Class Reuse is a third and more sophisticated approach that exploits the class inheritance mechanism in Python. Common model features are coded in a base class, and model variants are written as ‘child’ classes of the base class, able to inherit code from the base class directly with or without programmatic modification. Code from multiple variants can then be combined by further inheritance from more than one of these classes. For example, we used Class Reuse to model the effects of reaction compartmentalization on interactions among pro‐apoptotic Bcl‐2 proteins at the mitochondrial membrane (Figure 3C). In one case, we assumed that reactions took place in two well‐mixed reaction compartments corresponding to cytosol and membrane (Figure 3C, TwoCpt), and in the second, we assumed that each mitochondrion constituted a distinct reaction compartment ( MultiCpt). In addition, we independently explored different reaction topologies involving the Bcl‐2 proteins tBid and Bax. Both topologies ( Topo1 and Topo2) include the translocation of tBid and Bax to membranes but only the second topology ( Topo2) incorporates activation of Bax by tBid. We used inheritance to automate creation of four different models having different compartmentalization schemes and reaction topologies (e.g., TwoCpt_Topo1). The notable feature of Class Reuse is that model variants are created and combined over multiple independent ‘axes’—in this example, compartmentalization and protein‐interaction topology—transparently and with no duplicated code.

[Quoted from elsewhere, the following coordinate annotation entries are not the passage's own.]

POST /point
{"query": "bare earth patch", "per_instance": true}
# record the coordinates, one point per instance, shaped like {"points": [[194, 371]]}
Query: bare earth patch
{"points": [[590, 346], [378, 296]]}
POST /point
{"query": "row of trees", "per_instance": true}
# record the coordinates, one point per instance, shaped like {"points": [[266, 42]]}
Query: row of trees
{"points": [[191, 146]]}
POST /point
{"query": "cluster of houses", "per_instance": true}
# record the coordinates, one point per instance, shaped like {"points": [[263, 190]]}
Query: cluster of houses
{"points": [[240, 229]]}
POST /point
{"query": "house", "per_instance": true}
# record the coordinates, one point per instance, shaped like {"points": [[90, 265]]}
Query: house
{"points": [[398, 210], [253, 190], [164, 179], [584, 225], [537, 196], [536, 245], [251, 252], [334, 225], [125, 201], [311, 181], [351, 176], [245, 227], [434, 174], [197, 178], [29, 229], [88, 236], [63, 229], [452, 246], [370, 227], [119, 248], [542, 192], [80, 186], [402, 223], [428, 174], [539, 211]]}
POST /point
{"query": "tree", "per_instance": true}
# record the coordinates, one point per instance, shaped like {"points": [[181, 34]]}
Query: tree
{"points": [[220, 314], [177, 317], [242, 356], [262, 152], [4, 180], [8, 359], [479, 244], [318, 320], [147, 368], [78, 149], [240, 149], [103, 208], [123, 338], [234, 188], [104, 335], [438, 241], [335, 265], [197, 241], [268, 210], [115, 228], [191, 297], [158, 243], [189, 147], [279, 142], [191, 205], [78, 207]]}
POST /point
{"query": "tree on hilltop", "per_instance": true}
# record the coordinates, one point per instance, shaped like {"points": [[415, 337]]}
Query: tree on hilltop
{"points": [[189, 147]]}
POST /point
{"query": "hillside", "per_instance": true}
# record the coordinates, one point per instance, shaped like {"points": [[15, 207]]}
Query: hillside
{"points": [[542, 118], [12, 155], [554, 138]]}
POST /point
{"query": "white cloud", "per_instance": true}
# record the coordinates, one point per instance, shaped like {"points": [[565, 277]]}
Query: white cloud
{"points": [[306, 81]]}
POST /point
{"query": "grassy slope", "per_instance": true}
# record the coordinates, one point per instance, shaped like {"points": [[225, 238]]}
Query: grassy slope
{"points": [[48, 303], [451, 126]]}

Integration with the Python ecosystem and external modeling tools
The iterative process of model development is dramatically accelerated when tools for model creation, simulation, analysis, and visualization are integrated. Many commercial and academic software packages, including Mathematica (Wolfram Research) and MATLAB (Mathworks, 2012), provide integrated tools for equation‐based models but are unwieldy to use with rule‐based or programmatic approaches because models must be exported and imported using SBML (Hoops et al, 2006; Maiwald and Timmer, 2008). At the same time, rule‐based model editors such as RuleBender for BNGL (Smith et al, 2012) and RuleStudio for Kappa (https://github.com/kappamodeler/rulestudio) facilitate development of rule‐based models but do not incorporate tools for data analysis, parameter fitting, and symbolic math. Simply by virtue of being written in Python, PySB interacts natively with a large and growing library of open‐source scientific software such as NumPy, SciPy, SymPy, and Matplotlib (Table I). Models written using PySB can also exploit Python tools for documentation generation ( sphinx) and for unit testing ( unittest, nose, and doctest), both of which we used extensively in creating the models of extrinsic apoptosis described below.
To interface PySB with BNG and Kappa, which are not implemented in Python, we wrote Python ‘wrapper’ libraries, providing access to agent‐based simulation, static analysis, and visualization. The wrappers also manage the syntactic differences between BNGL and Kappa, allowing either to be used for the same PySB model. Models can be trivially exported in BNGL format for use with established ‘all‐in‐one’ tools that support BNGL, such as V‐Cell (Moraru et al, 2002). PySB can export models as systems of ODEs in formats for SBML (Hucka, 2003), MATLAB, Mathematica, or PottersWheel (Maiwald and Timmer, 2008). Finally, to facilitate unique identification of model components, we added a light‐weight annotation capability that allows any model element (including macros and modules) to be tagged with identifiers from external databases using subject–object–predicate triples compatible with MIRIAM (Le Novère et al, 2005). The net result is a software environment that combines the flexibility of a general‐purpose scientific computing package with programmatic and rule‐based modeling tools and an open‐source code base.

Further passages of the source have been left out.